Prague is a city whose beauty has survived the ravages of time and also the destruction suffered by so many European cities during the Second World War. Its medieval layout remains intact and its architecture is stunning. Stroll through the narrow streets of the old town which open into cobbled squares and be amazed by the splendour of its churches with their gothic spires and buildings with their baroque facades. Prague Castle, across the River Vitava and up the hill, commands attention, particularly at night when the Cathedral of St. Vitus is illuminated.
Prague offers magnificent architecture, excellent shopping facilities including many market stalls. There is nightlife to suit all tastes and restaurants catering for all palates and pockets. Those interested in music will find many lunchtime and evening concerts often performed in churches.
Prague has wide appeal. Couples enjoy ambling through the city enjoying its beauty and romance.
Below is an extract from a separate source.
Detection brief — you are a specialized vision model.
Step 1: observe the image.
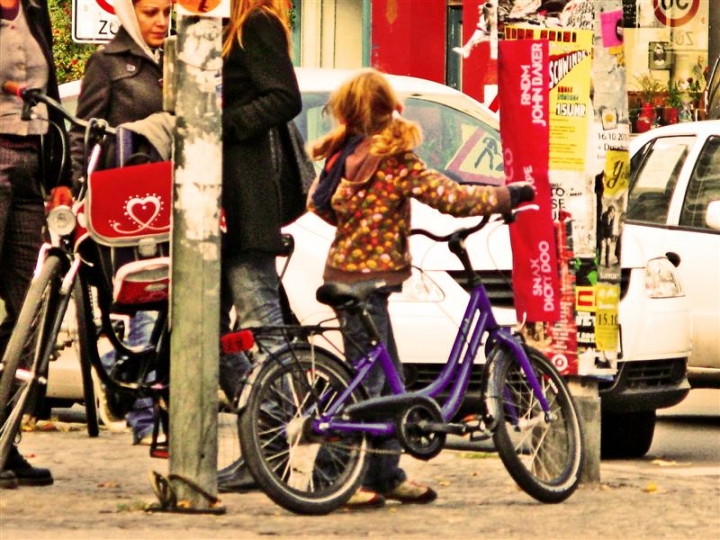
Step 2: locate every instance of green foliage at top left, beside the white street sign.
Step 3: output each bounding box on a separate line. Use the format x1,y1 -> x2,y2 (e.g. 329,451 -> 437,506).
48,0 -> 97,84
Its lively nightlife attracts many ‘stag’ and ‘hen’ weekends.
Prague has many return visitors as one trip is simply not enough.
A Prague city break can be enjoyed at any time of year. Prague has hot summers and cold winters with spring and summer being the sunniest months. The most popular time to visit is the summer which does result in crowded restaurants. Visit in autumn and you will be rewarded by the brilliantly coloured trees and bushes.
Prague is a wonderful city with so many of its old buildings surviving through the centuries. The narrow streets of the old town are full of surprises as they twist and turn and open out onto small squares filled with yet more architectural beauties. The wide river is spanned by many bridges the most famous of which is the pedestrianised Charles Bridge. It dates from 1342 with towers at both ends and sculptures of saints set into the bridge piers. Stall holders line the bridge selling craft items and paintings.
The Prague opera is world famous, boasting some of the finest opera performances in Europe. There are numerous opportunities for enjoying classical concerts as they are regularly performed both at lunchtime and in the evening in churches, palaces, opera houses and even in the open-air.
Across the river and up the hill from the old town is Prague Castle. There is so much to see that to do it justice you need to allow a minimum of half a day to explore the many wonderful buildings within its walls.
The tram system is an excellent way of travelling between the sights. Buy a two or three day ticket which are very reasonably priced and you can get on and off as you wish.
Nightlife in Prague can be as lively or as peaceful as you choose. Clubs playing Euro pop, hip hop, house and rave music will satisfy young party goers from dusk until dawn.
Prague’s bars and pubs range from trendy shot bars to log fired drinking inns. Traditional pubs serve the local beers which are of course cheaper than the imports. Prague's pubs and bars appeal to everyone.
The central Prague shopping area reaches down Wenceslas Square where there are many malls. There are many luxury boutiques and specialist shops. The old town has an enormous number of gift and souvenir shops. Crystal shops abound as do those selling wooden toys and puppets. Prague Easter markets run daily from 08-30 March 2008 at the Old Town Square and Wenceslas Square. Here you will find traditional handicrafts as well as local produce. There is also a Christmas market.
There are an enormous number of restaurants providing everything from fast food to haute cuisine. Eating in a Czech restaurant with traditional cuisine washed down with Czech beer is inexpensive. Czech cuisine uses a lot of fried or roasted meat, usually pork of beef which is often served in a sauce with dumplings, potatoes or rice. When choosing dumplings, forget the memory of the crusty suet variety that your mother used to make or you will surely be disappointed. Think rather of thick-sliced Mother’s Pride and you won’t be far wrong.